Il n'en rira pas plus sur cette épreuve de la vie et continue à évoquer son cher ami si peu bavard : " Il était toujours avec nous, silencieux, il ne disait rien et il n'a ouvert la bouche qu'une fois. C'était chez un peintre qui nous a montré ses tableaux. Nous étions avec Picasso, Max Jacob, Modigliani… ses tableaux étaient affreux. Il nous en a montré un et voyant nos têtes, il nous a dit : vous savez ce tableau n'est pas fini. Radiguet est sorti de son silence pour dire : "Il serait humain de l'achever." Ce qui est magnifique. C'est peut-être une des seules phrases que nous avons entendu sortir de sa bouche."
"Radiguet était vraiment une grande usine de cristal qui l'alimentait d'alcool."
Jean Cocteau a eu une influence certaine sur le développement littéraire du jeune homme, lui prodiguant ses conseils et le poussant à travailler. Avec de magnifique métaphores, Cocteau évoque son ambivalence : "Nous allions au Piquey, dans le bassin d'Arcachon et je l'obligeais à écrire parce qu'il était un vieux sage chinois et un mauvais élève qui se sauvait par la fenêtre pour ne pas finir ses devoirs. C'est très compliqué d'expliquer les mécanismes de Radiguet qui était vraiment une grande usine de cristal et qui l'alimentait d'alcool. De beaucoup d'alcool. Quand il a eu la typhoïde, c'est comme si on avait mis une allumette dans de l'essence ou une botte de foin."

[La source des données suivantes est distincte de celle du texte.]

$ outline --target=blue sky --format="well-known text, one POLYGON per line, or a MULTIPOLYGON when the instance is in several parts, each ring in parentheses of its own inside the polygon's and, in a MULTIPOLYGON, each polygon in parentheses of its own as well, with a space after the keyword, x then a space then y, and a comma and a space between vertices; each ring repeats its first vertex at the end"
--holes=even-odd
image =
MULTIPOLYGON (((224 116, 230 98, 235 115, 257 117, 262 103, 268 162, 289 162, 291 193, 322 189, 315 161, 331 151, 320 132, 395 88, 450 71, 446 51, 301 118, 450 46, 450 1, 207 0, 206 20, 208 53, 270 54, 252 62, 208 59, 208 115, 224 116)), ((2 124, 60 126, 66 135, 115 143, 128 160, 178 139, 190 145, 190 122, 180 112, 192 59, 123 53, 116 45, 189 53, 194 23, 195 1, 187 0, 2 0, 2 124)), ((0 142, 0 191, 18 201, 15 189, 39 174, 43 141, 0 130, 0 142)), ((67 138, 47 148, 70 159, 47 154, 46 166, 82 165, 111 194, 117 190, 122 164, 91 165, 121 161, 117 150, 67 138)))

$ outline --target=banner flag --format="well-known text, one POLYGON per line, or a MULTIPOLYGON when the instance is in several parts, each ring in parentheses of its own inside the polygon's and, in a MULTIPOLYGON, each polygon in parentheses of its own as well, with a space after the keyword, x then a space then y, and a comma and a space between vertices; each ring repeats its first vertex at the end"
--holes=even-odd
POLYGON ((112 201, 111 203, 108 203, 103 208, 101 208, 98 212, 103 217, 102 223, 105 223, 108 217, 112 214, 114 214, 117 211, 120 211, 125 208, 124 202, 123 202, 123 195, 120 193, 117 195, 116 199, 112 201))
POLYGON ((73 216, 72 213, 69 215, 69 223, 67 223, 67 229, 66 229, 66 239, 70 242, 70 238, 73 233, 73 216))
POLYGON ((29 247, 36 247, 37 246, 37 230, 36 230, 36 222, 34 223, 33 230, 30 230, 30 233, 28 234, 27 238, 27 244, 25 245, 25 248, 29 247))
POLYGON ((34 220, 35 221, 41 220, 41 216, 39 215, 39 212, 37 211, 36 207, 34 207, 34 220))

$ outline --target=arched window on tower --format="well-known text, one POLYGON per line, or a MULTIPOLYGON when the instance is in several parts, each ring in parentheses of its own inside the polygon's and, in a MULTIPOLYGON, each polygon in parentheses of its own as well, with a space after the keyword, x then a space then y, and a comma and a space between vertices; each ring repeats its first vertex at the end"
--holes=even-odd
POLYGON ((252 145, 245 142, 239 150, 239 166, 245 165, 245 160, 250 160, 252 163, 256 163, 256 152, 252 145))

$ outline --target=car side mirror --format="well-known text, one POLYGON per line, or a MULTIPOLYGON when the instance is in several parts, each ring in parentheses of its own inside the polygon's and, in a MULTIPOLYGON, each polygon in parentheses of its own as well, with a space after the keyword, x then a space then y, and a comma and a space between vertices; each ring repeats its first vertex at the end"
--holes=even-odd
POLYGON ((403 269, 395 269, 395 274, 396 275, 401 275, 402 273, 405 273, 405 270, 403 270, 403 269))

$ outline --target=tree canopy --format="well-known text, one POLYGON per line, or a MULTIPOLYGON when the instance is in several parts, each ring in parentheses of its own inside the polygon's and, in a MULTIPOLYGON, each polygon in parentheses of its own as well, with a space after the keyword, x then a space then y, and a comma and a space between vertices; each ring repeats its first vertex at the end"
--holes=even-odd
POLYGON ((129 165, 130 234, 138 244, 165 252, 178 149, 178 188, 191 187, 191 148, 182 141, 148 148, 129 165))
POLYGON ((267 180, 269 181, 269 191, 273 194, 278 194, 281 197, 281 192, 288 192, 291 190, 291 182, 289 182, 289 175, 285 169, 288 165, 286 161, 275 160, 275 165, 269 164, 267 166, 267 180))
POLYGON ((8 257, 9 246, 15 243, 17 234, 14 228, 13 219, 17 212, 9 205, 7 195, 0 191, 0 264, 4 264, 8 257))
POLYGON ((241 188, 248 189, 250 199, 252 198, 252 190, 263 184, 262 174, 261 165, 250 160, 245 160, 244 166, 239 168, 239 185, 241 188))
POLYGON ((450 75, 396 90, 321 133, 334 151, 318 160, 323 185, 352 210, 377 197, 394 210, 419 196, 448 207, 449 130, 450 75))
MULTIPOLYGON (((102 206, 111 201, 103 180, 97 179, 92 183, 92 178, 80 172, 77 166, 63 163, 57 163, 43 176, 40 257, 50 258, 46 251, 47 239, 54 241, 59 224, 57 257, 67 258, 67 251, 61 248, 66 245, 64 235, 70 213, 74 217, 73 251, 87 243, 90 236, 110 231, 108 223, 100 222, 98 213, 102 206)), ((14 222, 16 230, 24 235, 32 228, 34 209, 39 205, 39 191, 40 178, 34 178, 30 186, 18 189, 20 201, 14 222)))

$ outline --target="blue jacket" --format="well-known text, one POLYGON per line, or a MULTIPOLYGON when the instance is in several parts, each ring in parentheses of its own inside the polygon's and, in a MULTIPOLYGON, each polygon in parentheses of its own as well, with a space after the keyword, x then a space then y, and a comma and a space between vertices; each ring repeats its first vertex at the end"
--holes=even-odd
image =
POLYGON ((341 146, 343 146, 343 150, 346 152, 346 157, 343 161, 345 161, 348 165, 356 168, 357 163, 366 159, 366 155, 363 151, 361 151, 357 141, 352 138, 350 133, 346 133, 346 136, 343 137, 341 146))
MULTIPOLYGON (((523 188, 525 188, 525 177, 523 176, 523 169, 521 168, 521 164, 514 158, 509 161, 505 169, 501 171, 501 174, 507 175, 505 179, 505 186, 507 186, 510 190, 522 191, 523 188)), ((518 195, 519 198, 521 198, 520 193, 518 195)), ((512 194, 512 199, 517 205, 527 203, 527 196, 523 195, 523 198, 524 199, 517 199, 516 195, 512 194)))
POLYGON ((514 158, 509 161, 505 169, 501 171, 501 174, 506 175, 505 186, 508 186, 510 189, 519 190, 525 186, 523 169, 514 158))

"... Nous avions deviné que c'était quelqu'un d'hors ligne."
C'est en septembre 1921, à Piquey, que Raymond écrit Le Diable au corps, le roman qui va le rendre célèbre, inspiré de l'une de ses histoires d'amour secrètes avec l'épouse d'un soldat envoyé au Front. L’année suivante, au Lavandou cette fois, toujours en compagnie de Cocteau, il écrit son deuxième et dernier roman, Le Bal du comte d'Orgel.
Mais l'adolescent manifestait avant tout un talent de poète comme le décrit son mentor : "Il écrivait ses poèmes sur de vieux papiers chiffonnés. Il les lissait avec sa main pour qu'on puisse les lire. Evidemment, nous ne savions pas qu'il deviendrait un romancier extraordinaire et qu'il mourrait en laissant Le Diable au corps et le comte d'Orgel mais nous l'avions tout de suite, à son regard, à sa façon d'être, à cette démarche sautillante d'oiseau blessé au bord d'un trottoir, nous avions deviné que c'était quelqu'un d'hors ligne."